297 views Asked by At

I have the following function (that belongs to a class):

import Bio
from bioservices import KEGGParser, UniProt, QuickGO

def locate_common_GO(self,list_of_genes,GO_term):
    
    #initialize variables and classes
    q = QuickGO()
    a = Retrieve_Data()
    b=[]

    #get the uniprot IDS using hugo2uniprot. hugo2uniprot is a custom method of my Retrieve_Data class (which uses bioservices module) simply for getting a uniprot ID from a gene symbol. 
    for i in range(0,len(list_of_genes)):
        b.append(a.hugo2uniprot(list_of_genes[i],'hsa'))
        print 'Gene: {} \t UniProtID: {}'.format(list_of_genes[i],b[i])

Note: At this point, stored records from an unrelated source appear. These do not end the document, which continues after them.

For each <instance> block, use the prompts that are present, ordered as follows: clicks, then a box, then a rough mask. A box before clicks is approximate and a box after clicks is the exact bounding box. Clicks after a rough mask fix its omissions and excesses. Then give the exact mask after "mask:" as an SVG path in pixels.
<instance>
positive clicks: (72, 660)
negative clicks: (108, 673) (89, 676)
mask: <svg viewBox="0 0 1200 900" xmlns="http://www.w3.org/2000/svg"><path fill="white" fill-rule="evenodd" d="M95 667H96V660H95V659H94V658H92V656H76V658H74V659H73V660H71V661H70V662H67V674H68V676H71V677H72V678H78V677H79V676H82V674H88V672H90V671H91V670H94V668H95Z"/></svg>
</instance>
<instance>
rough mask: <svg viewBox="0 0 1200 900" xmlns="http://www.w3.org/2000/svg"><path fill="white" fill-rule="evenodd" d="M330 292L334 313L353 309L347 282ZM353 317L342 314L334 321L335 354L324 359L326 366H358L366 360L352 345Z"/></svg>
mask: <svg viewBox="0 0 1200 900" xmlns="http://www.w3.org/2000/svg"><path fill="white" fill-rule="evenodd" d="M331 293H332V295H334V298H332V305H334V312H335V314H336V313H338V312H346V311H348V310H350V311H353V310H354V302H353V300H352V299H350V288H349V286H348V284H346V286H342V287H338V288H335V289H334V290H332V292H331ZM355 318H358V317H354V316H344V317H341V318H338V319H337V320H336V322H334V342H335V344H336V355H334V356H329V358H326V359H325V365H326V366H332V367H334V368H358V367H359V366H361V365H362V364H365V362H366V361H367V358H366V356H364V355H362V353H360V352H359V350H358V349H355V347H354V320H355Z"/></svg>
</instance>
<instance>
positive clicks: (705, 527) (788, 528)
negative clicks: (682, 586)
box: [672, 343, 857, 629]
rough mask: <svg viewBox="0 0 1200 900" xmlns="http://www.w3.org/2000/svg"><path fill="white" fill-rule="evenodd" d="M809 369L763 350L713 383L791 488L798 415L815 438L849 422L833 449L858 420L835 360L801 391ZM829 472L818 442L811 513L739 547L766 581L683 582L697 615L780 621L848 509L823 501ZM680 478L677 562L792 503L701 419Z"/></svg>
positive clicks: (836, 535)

    #search for GO terms and store as dictionary. Keys are the gene name and a list of GO terms are values. 
    GO_dict = {}
    for i in range(0,len(b)):
        q = QuickGO()
        GO_dict[list_of_genes[i]]= q.Annotation(protein=b[i], frmt="tsv", _with=True,tax=9606, source="UniProt", col="goName")
    keys = GO_dict.keys()

    #This bit should search the dictionary values for a term supplied by the user (stored in the variable 'GO_Term'). 
    #If the user supplied term is present in the retrieved list of GO terms I want it to add the dictionary key (i.e. the gene name) to a list named 'matches'. 
    matches = []
    for gene in range(0,len(keys)):
        if GO_term in GO_dict[keys[gene]].splitlines():
            matches.append(keys[i])
    return matches 

The problem is that despite supplying a gene list with known common gene terms the output of this function is always the same gene name. For example, 'TGFB1' and 'COL9A2' both have a GO term 'proteinaceous extracellular matrix' yet the output is a list, ['COL9A2','COL9A2'] which should be ['COL9A2','TGFB1']. Does anybody have any suggestions as to how to fix this program? I think I'm close but I can't find a solution.

1

There are 1 answers

0
Lev Levitsky On BEST ANSWER

You always append keys[i] to matches, but i doesn't change in that loop, so you always append the same item. You might want to append keys[gene] instead.